Chuck is an optimizer. Lee is a VLM. Chuck takes care of Lee.
Chuck Norris doesn't do pushups. He pushes the Earth down. Chuck Optimizer doesn't follow gradients. Gradients follow Chuck.
Bruce Lee was the only man who beat Chuck Norris — and the only one Chuck respected. So when Chuck needed a VLM to protect, he named it Lee.
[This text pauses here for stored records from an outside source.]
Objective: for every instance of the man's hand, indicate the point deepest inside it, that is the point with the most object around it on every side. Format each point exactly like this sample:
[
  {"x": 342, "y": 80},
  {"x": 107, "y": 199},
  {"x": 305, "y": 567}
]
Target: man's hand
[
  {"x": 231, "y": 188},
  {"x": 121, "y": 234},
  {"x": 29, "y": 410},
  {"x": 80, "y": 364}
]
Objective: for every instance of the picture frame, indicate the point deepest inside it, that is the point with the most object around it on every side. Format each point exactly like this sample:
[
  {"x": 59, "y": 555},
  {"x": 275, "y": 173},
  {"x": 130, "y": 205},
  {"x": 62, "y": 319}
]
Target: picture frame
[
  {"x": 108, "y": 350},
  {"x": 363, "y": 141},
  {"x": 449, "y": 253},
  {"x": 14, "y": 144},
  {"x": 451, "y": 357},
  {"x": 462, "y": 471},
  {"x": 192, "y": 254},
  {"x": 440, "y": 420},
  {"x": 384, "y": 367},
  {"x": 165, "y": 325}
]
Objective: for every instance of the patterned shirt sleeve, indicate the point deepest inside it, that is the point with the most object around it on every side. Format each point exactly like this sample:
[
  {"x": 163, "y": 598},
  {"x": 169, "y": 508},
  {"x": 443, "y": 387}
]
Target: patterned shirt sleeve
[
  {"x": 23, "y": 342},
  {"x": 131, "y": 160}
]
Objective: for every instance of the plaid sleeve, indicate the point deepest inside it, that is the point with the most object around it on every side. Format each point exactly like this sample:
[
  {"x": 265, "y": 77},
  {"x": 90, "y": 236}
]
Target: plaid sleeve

Adam: θ -= α × m̂/(√v̂ + ε) ← blind
Chuck: θ -= (α × λ_Ψ × λₗ × σ) × m̂/(√v̂ + ε) + η ← sees everything, remembers everything
Adam optimizes gradients. He doesn't know if it's working. He doesn't check. He doesn't care. He follows the schedule. He trusts the math.
Chuck watches the loss curve, each layer's gradient norm, the activations, the normalization, the attention patterns. Every 16 steps he asks: am I helping or am I making this worse?
And Chuck remembers. Across training runs. He writes down what worked. Next time he trains, he has opinions before step 1.
Adam is blind. Chuck sees. Chuck remembers. Chuck takes care of Lee.
lee.c — complete Vision-Language Model in ~1000 lines of C. Zero dependencies.
Named after Bruce Lee and Minhyeok Lee, whose mathematical framework for AI self-identity gives Chuck his soul.
cc -std=c11 -O2 -march=native -o lee lee.c -lm
./lee
Architecture: ViT patches → 2D RoPE → GQA multi-head causal attention → SwiGLU MLP → RMSNorm → weight-tied head. Tape-based autograd with arena bump allocator. 105K params, 3 layers, 4 Q-heads / 2 KV-heads.
Lee doesn't just recognize digits. Lee adds them.
Two 8×8 images of handwritten digits go in. The sum comes out as a word. 19 classes (zero through eighteen). 100 possible combinations.
[image of 4] + [image of 7] → "eleven"
[image of 9] + [image of 9] → "eighteen"
[image of 0] + [image of 5] → "five"
Result: 50/50 (100%) accuracy. 105K parameters. Pure C. Zero dependencies.
θ_l -= (α × S × λ_Ψ × λ_l × σ) × m̂/(√v̂ + ε) + η
where:
S = macro LR scale (patience-based decay) ← v7 new
λ_Ψ = λ + Ψ_w × (λ_prior - λ) ← memory-informed
λ = global self-modulation (loss trend)
λ_prior = nearest_neighbor(loss, grad_norm) from chuck.mem ← O(1) capped
Ψ = λ_prior - λ ← subjectivity
Ψ_w = min(0.3, N / (N + 100)) ← trust grows with experience
λ_l = per-layer self-modulation (grad norm trend)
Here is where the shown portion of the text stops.